The geography classroom has come a long way since I left school over a decade ago (which really was not that long ago!). More students are being offered the opportunity of school expeditions to not only travel and understand the world we live in, or meet people from different cultures, or even get involved in projects abroad, but actually learn what it means to be a global citizen in a hyper-globalised world.

More students than ever before are also gaining real employable skills from group volunteering trips in Africa; from running their own fundraising campaigns, raising awareness of their travels or fundraising for charitable causes, which is something that we see here at African Adventures all the time. If anything, the rise in social media over the past decade, the numerous charity fundraising websites that are now available and the fact that young adults are becoming ‘cleverer’ with modern technology/communication portals all helps with fundraising and putting the word out there. This is also exactly what a lot of employers look for today. Young workers who use their initiative and find ways to meet objectives and targets.

“More students than ever before are gaining real employable skills from group volunteering trips in Africa”

During the past two years of my working in this sector and volunteering in Ghana, Kenya and Zanzibar with school groups, I have seen students bag-pack in supermarkets, jump out of airplanes, abseil off buildings, and hold disco, quiz and curry nights, to name just a few.

These invaluable skills are not only accessible for the rich or middle-class kids that it seemed to be when I was at school. More students from perceived ‘less well-off’ areas or backgrounds are seizing the opportunity to volunteer now. Not at twenty when I could first afford to travel abroad without my parents and volunteer for long periods of time!

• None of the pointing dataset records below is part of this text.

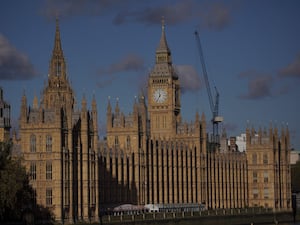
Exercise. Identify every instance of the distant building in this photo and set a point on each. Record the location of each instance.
(269, 172)
(149, 156)
(295, 156)
(4, 118)
(59, 143)
(241, 142)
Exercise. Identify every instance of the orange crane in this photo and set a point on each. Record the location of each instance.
(214, 104)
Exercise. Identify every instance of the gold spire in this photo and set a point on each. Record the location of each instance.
(163, 46)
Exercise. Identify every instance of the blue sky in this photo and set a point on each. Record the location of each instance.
(251, 49)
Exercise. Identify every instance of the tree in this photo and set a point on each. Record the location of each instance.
(16, 194)
(295, 177)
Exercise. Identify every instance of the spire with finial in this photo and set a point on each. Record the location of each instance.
(57, 65)
(163, 53)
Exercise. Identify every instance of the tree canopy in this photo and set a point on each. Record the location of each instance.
(16, 195)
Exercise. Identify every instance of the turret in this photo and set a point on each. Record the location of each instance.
(24, 111)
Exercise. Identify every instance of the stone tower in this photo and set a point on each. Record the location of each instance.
(163, 93)
(268, 155)
(4, 118)
(58, 141)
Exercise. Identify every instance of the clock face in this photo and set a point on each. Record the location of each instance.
(160, 95)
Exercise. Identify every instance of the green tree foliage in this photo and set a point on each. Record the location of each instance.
(16, 195)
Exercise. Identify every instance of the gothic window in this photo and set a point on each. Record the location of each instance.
(254, 177)
(265, 159)
(32, 143)
(255, 193)
(254, 158)
(266, 193)
(116, 141)
(128, 142)
(58, 69)
(49, 196)
(48, 143)
(33, 170)
(33, 196)
(266, 177)
(49, 171)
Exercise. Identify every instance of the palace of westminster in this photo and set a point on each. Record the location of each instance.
(148, 156)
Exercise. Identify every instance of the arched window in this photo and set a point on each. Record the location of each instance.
(48, 143)
(128, 142)
(116, 141)
(33, 170)
(49, 171)
(32, 143)
(265, 159)
(254, 158)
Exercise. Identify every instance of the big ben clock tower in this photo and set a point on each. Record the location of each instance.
(163, 93)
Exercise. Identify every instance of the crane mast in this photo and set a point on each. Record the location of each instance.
(214, 105)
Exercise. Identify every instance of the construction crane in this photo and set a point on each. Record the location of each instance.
(214, 104)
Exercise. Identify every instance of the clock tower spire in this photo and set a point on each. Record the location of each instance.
(163, 92)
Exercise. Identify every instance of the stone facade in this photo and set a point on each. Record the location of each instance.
(269, 174)
(4, 118)
(150, 156)
(59, 141)
(168, 161)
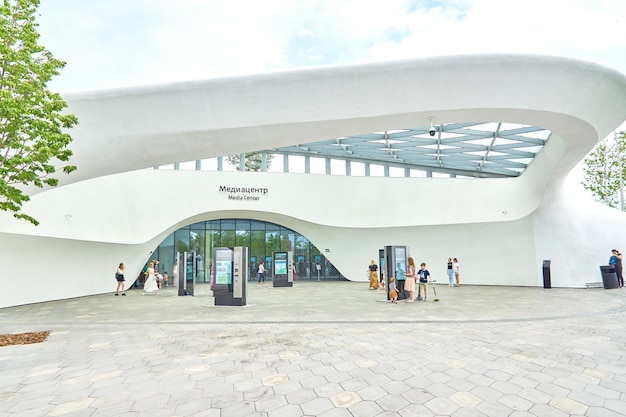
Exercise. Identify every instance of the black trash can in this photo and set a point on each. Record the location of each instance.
(609, 277)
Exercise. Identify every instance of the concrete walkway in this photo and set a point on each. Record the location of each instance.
(321, 349)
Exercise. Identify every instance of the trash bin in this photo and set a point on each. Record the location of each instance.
(609, 277)
(547, 281)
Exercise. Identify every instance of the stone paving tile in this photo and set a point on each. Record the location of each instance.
(547, 353)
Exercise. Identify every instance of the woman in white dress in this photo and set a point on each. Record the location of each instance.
(151, 284)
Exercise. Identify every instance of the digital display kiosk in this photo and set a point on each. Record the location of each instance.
(186, 262)
(282, 271)
(395, 264)
(231, 276)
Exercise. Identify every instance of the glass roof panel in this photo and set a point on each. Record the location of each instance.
(480, 149)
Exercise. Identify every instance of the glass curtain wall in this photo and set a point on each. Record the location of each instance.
(262, 238)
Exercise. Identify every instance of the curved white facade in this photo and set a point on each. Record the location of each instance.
(500, 229)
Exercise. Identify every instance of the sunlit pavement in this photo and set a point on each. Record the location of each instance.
(321, 349)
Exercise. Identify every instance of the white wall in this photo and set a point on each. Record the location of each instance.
(117, 219)
(500, 229)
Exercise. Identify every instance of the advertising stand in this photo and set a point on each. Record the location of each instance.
(395, 264)
(282, 269)
(231, 276)
(186, 272)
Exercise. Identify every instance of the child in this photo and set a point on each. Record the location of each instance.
(393, 293)
(423, 278)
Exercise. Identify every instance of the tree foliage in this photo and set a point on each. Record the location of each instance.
(252, 161)
(33, 138)
(602, 173)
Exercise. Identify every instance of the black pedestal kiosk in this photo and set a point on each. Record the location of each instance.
(282, 269)
(231, 276)
(186, 267)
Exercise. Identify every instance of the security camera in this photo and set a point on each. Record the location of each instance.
(431, 130)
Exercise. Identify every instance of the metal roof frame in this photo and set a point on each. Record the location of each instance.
(479, 149)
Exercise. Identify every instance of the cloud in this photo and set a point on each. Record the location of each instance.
(132, 42)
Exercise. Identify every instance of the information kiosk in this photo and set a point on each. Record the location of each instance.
(395, 264)
(231, 276)
(282, 269)
(186, 264)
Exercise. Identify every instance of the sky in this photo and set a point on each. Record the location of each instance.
(121, 43)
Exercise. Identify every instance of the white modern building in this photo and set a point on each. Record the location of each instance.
(464, 156)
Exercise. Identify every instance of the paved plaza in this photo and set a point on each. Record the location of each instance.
(321, 349)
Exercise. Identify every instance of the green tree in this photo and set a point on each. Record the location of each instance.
(252, 161)
(33, 138)
(602, 173)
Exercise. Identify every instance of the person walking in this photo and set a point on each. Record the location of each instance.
(373, 271)
(261, 272)
(409, 279)
(119, 276)
(424, 278)
(151, 284)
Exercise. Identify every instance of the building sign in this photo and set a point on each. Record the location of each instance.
(244, 193)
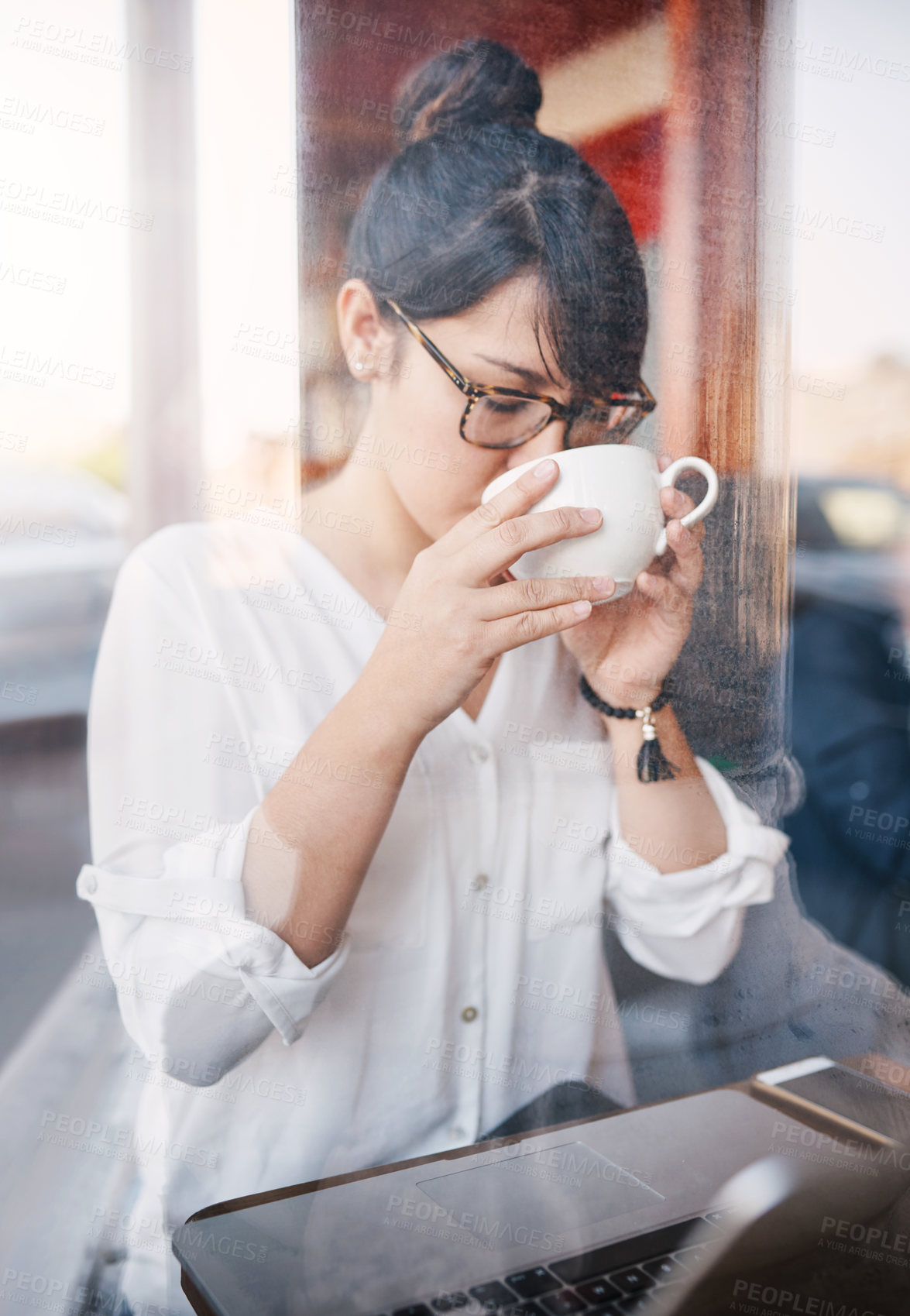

The knock-on effects from students travelling and volunteering abroad also have a massive impact on the children that we work with in project schools in Africa. Aside from the obvious physical work that these student volunteers carry out on building new classrooms, renovating structures or teaching mathematics and English, our student volunteers are also choosing to continue their support of our charitable causes. In essence, student volunteers are seeing the support process all the way through. From meeting the children that are directly benefited through our work to actually propping up and supporting that process by volunteering, fundraising and donating towards the further development of these communities. In some cases, our volunteers even come back for family volunteering trips in Africa. We’re witnesses to a paradigm shift, the concept of the traditional ‘family package holiday’ is also changing and, in my mind, for the better!

“One of the things I love seeing is this breaking down of barriers, the understanding students obtain that despite the different way of life, the different cultures, tastes, sights and smells”

If more of our young adults took up this calling, or were presented with this opportunity, our country’s young adults would be even more fit to live in a constantly globalised world where it is not uncommon to talk to someone across the other side of the world on a daily basis or live next door to someone who fifty years ago would be described as ‘foreign’.
One of the biggest things I love seeing is this breaking down of barriers, the understanding students obtain that despite the different way of life, the different cultures, tastes, sights and smells. We are all the same in this world and we all should continue to promote this way of life, for cultural discoveries at a young age and for the act of giving a helping hand to those in need.